Gainesville Planning and Appeals Board meeting
What: Review of proposed office space development on Thompson Bridge Road
When: 5:30 p.m. April 14
Where: Municipal courtroom in the Public Safety Complex, 701 Queen City Parkway
The Thompson Bridge Road corridor shifts more and more in the direction of commercial enterprise with each passing year, the residential character evolving into a blend of homes, restaurants and retail stores.
Now comes a proposed professional office development directly across from the new Wal-Mart grocery store.
Plans to develop a 7,700-square-foot building with parking on a .67 acre property will go before the city’s planning and appeals board April 14.
The proposed development includes one access drive from Thompson Bridge, with parking in the front and rear.
The city’s planning staff has recommended a few conditions be met before the development can proceed, including substantial buffers to protect nearby residential homes.
The property in question, located at 1510 Thompson Bridge Road, is currently vacant, with a small driveway and some vegetation.
The property was rezoned from residential to neighborhood business in 1998, and a demolition permit was issued to remove a home on the property in 2012.
The planning and appeals board is being asked to reduce buffer requirements.
The application, submitted by Chris Patton of Patton Land Surveying in Gainesville, asks city officials to shrink the rear vegetative buffer mandate to 15 feet from 30 feet.
According to staff reports, “In certain cases, the code allows for buffers to be reduced in half when an 8-foot tall opaque structural buffer and vegetation is provided. It does not appear that this is conducive given the fact that the comprehensive plan expects the adjacent property located to the east to remain single-family.”
Planning staff recommends that a minimum 25-foot buffer be required to ensure privacy for adjacent family residences.

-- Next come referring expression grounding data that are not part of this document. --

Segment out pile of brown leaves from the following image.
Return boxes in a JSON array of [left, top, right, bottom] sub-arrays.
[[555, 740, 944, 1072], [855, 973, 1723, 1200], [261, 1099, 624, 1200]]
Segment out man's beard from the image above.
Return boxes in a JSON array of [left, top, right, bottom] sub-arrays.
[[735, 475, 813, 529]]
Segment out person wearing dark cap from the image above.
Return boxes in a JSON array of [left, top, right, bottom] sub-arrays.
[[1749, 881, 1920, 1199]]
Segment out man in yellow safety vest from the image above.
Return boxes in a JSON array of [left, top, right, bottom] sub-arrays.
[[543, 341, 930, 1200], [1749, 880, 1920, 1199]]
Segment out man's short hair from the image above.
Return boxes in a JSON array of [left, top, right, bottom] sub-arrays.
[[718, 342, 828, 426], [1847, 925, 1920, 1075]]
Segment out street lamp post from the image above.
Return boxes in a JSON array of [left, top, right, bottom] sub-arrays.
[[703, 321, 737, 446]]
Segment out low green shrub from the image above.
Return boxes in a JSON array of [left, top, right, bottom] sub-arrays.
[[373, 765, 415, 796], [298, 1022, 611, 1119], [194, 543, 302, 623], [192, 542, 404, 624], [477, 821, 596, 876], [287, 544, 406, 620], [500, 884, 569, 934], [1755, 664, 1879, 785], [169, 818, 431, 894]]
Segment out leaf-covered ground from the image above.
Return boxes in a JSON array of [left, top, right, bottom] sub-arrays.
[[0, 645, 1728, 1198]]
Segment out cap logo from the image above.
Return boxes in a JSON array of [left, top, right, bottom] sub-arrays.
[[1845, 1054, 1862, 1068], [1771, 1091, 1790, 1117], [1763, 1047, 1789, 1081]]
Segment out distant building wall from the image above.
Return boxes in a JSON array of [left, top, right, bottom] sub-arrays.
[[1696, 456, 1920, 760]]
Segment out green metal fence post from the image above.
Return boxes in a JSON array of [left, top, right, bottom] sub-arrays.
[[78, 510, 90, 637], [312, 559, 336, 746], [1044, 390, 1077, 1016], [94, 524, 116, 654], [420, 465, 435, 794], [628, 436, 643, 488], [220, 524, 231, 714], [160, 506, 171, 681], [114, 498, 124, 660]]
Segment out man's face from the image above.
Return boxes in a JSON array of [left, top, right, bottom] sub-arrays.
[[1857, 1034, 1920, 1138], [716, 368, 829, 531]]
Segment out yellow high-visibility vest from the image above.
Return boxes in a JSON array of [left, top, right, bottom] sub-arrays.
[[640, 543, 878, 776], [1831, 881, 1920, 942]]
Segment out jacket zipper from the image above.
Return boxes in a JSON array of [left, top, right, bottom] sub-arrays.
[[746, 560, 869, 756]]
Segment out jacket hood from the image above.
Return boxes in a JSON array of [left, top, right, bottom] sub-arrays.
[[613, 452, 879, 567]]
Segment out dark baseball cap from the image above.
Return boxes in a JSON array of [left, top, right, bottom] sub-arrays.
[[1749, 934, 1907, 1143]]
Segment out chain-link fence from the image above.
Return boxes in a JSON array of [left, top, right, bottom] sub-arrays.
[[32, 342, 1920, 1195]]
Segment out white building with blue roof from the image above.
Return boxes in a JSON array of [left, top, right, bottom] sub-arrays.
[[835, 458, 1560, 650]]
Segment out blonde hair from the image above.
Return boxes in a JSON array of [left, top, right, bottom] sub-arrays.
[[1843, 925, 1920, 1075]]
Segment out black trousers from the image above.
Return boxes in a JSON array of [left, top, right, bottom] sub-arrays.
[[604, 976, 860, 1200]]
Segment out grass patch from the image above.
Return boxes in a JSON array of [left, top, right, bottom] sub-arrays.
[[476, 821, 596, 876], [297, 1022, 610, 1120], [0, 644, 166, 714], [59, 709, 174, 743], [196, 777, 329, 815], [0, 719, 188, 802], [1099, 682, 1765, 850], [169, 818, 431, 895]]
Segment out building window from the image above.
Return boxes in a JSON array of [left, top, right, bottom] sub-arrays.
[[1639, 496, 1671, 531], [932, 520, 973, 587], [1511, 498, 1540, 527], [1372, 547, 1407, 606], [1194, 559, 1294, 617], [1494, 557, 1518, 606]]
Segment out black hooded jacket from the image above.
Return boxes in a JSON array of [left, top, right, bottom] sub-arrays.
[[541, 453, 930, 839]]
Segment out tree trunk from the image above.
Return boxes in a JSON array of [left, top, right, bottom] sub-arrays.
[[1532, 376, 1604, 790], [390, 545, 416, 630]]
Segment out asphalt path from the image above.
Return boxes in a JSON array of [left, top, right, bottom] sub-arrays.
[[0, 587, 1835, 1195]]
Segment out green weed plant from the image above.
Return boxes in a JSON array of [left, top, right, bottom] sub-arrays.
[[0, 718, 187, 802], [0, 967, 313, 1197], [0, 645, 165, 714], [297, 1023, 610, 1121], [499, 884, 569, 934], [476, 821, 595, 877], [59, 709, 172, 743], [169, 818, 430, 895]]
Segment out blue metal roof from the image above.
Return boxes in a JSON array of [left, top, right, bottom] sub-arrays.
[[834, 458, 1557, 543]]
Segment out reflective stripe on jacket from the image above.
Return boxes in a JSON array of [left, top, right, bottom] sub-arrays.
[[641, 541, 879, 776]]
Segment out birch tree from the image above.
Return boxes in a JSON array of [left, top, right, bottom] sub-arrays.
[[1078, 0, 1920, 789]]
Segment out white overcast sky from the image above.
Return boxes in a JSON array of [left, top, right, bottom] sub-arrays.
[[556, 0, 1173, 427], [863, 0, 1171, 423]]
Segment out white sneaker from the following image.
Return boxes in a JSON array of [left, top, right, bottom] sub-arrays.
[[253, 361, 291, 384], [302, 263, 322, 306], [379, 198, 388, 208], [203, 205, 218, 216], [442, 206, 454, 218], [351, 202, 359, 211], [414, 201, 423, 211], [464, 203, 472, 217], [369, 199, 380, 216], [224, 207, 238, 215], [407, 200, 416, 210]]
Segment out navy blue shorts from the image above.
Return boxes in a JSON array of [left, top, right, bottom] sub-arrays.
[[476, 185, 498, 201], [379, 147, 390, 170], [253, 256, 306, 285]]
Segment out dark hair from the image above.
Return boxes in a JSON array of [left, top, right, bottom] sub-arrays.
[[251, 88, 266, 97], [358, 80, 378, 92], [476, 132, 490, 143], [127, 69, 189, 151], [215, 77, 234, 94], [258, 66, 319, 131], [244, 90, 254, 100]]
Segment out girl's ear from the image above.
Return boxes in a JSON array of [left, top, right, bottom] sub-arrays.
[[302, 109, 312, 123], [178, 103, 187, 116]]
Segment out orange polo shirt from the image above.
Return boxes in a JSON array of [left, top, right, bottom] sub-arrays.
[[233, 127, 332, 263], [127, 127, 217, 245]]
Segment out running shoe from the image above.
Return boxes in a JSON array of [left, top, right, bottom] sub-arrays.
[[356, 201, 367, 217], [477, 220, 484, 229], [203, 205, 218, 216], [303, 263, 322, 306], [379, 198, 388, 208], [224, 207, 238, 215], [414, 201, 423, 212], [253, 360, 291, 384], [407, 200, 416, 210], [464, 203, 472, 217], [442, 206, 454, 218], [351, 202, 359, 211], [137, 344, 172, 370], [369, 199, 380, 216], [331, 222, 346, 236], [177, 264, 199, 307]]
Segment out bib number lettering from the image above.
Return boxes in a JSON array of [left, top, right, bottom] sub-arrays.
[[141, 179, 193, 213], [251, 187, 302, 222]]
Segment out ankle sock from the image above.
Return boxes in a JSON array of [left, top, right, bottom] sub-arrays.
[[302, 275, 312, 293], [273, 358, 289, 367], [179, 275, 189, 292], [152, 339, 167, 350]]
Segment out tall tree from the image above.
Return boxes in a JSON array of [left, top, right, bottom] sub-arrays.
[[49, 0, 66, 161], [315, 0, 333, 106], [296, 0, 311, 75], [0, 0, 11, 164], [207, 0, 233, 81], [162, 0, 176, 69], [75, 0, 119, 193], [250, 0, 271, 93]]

Staff is also recommending that an eight-foot vinyl fence be constructed on the property’s northern boundary.
A final condition recommended by staff restricts the land’s use, which means a convenience store, coin laundry or tattoo parlor cannot be developed at the site.
Owner and developer Richard Toth told The Times last month that there is no timeline for construction and that he does not yet have a specific tenant or client lined up to occupy the office space.
But Toth believes the economy is turning around and that now is the right time to move forward with the development.
“It’s starting to grow,” he added.
While an office development is already an approved use for the land, Toth may face another hurdle along the way.
According to staff reports, “Based on the current concept plan, it appears the applicant may be required to file for a variance in the future to vary the frontage landscape strip, sidewalk, access aisle width and impervious surface coverage requirements.”